If medical science had a trophy cabinet, the shelf for achievement in motor neurone disease would be almost bare. Lack of time hasn't been the problem. It was in 1869 that a French neurologist, Jean-Martin Charcot, suggested grouping several conditions under one name - what we now call MND. Then things went quiet for 120 years. "Traditionally, it was a case of doctors saying to patients, in effect: 'You've got motor neurone disease - go home and write your will,'" says Sydney neurologist Matthew Kiernan. "The specialist didn't like looking after these patients because he knew he had nothing to offer them." There were cracks of light in the 1990s, when researchers implicated a genetic mutation in a small subset of MND patients, and the pharmaceutical company Rhone-Poulenc Rorer launched riluzole (Rilutek), the first - and still only - drug approved for treating the disease. But no one was fooled into thinking that MND was anywhere near beaten.
Tending to strike people aged between 50 and 70, it kills half of them within 14 months of diagnosis by progressively paralyzing the body until the sufferer can't speak, swallow or breathe, while usually leaving the mind untouched. It's MND that confines physicist Stephen Hawking to a wheelchair and last month claimed the life of Australian artist Pro Hart. Experts' understanding of the disease remains sketchy, and riluzole falls way short of being a cure: at best, it might prolong a patient's life for a year.
It's against this gloomy backdrop that Kiernan and a fellow neurologist from Sydney's Prince of Wales Medical Research Institute last week announced a breakthrough. Among the many gaps in the MND puzzle has been a definitive test: clinicians are able to diagnose the condition only after months of observing symptoms and excluding other disorders. Kiernan, an associate professor at the University of New South Wales, and Ph.D. student Steve Vucic say they've developed a better way. Described in the American journal Muscle & Nerve, it involves 40-year-old technology called transcranial magnetic stimulation, which the pair have tailored for a new purpose. Held against a subject's head, a magnetic coil discharges a current that stimulates the motor cortex - the part of the brain that controls movement - causing an involuntary twitch in the subject's right hand.
Kiernan and Vucic observed that this twitch, as registered on their computer screen, was more pronounced in 28 MND patients than in people free of the disease; even a smaller current produced similar results. "The difference was stark," says Kiernan. "Almost as soon as we'd start the test, Steve and I would know (if the patient had MND)."
The test is painless and takes about 30 minutes. But the absence of an effective treatment for MND - of which there are some 1,400 sufferers in Australia - raises the question of whether there's much to be gained from early diagnosis. Kiernan and Vucic are adamant that there is. Their procedure can detect the disease in its very early stages, they believe, when symptoms amount to no more than stiffness, weakness or cramping in the hands - up to a year before a clinician relying on traditional methods could hope to make a diagnosis. Starting patients earlier on riluzole, which works by blocking the effects of the neurotransmitter glutamate, could slow the progress of the disease during its milder phase, buying many extra months of decent-quality life. And there's more to the treatment of MND these days than just swallowing a pill. Recent research suggests a life-extending benefit for MND sufferers using adjunct therapies in the areas of speech, diet and muscular manipulation. Again, starting early seems to be key.

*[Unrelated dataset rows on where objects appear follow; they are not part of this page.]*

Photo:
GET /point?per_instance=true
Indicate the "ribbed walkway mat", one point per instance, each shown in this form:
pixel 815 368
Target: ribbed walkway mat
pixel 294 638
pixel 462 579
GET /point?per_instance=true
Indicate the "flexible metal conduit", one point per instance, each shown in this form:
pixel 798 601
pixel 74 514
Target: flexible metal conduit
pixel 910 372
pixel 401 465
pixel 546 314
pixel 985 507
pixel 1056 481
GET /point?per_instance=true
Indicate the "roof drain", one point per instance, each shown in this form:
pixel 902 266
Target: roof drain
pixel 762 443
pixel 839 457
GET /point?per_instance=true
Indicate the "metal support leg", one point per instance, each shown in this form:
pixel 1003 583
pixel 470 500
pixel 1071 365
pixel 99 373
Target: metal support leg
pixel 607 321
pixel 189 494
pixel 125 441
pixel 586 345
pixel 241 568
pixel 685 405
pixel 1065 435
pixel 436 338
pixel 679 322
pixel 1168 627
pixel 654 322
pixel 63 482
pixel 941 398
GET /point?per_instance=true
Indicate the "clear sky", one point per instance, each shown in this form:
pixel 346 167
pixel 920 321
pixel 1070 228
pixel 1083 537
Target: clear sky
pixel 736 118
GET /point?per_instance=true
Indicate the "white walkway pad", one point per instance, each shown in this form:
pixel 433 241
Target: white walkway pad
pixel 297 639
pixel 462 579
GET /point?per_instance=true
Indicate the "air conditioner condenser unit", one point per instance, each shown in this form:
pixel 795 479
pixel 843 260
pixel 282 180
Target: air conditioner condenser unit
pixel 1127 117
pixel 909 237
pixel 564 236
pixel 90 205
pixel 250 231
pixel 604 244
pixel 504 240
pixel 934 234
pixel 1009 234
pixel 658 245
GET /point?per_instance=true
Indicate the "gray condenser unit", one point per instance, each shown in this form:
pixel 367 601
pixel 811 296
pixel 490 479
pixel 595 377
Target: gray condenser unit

But the prospect of earlier diagnosis may be only one implication of the pair's findings. Assuming it's confirmed in subsequent trials, tracing the starting point of MND to the motor cortex is a step toward unlocking the mysteries of the disease. "We still don't know what the cause of MND is in the majority of cases," says Vucic. "We don't even know where the disease begins - whether it's in the brain, the spinal cord or the peripheral nerves. Our research, however, suggests it starts in the brain." The brain cells of the MND sufferer are primed to fire, they say. This "hyperexcitability," says Kiernan, "appears to initiate the process of nerve death underlying the development of paralysis." If the future of MND treatment involves implanting stem cells, he says, "then the right place to be putting them would appear to be the motor cortex."
A sense of hopelessness has contributed to medical science's scant progress on MND, the researchers argue. "No one," says Kiernan, "wants to go into an area that's completely black." It's also likely that the relatively small market for MND drugs has dulled the pharmaceutical industry's motivation to develop them. Kiernan and Vucic hope their findings - combined with evidence that the incidence of MND seems to be rising, while it is claiming younger victims, with a baffling skew toward male professional athletes in their 30s - will generate more research into the disease. And that one day, a neurologist delivering the bad news to a patient won't be handing down a death sentence.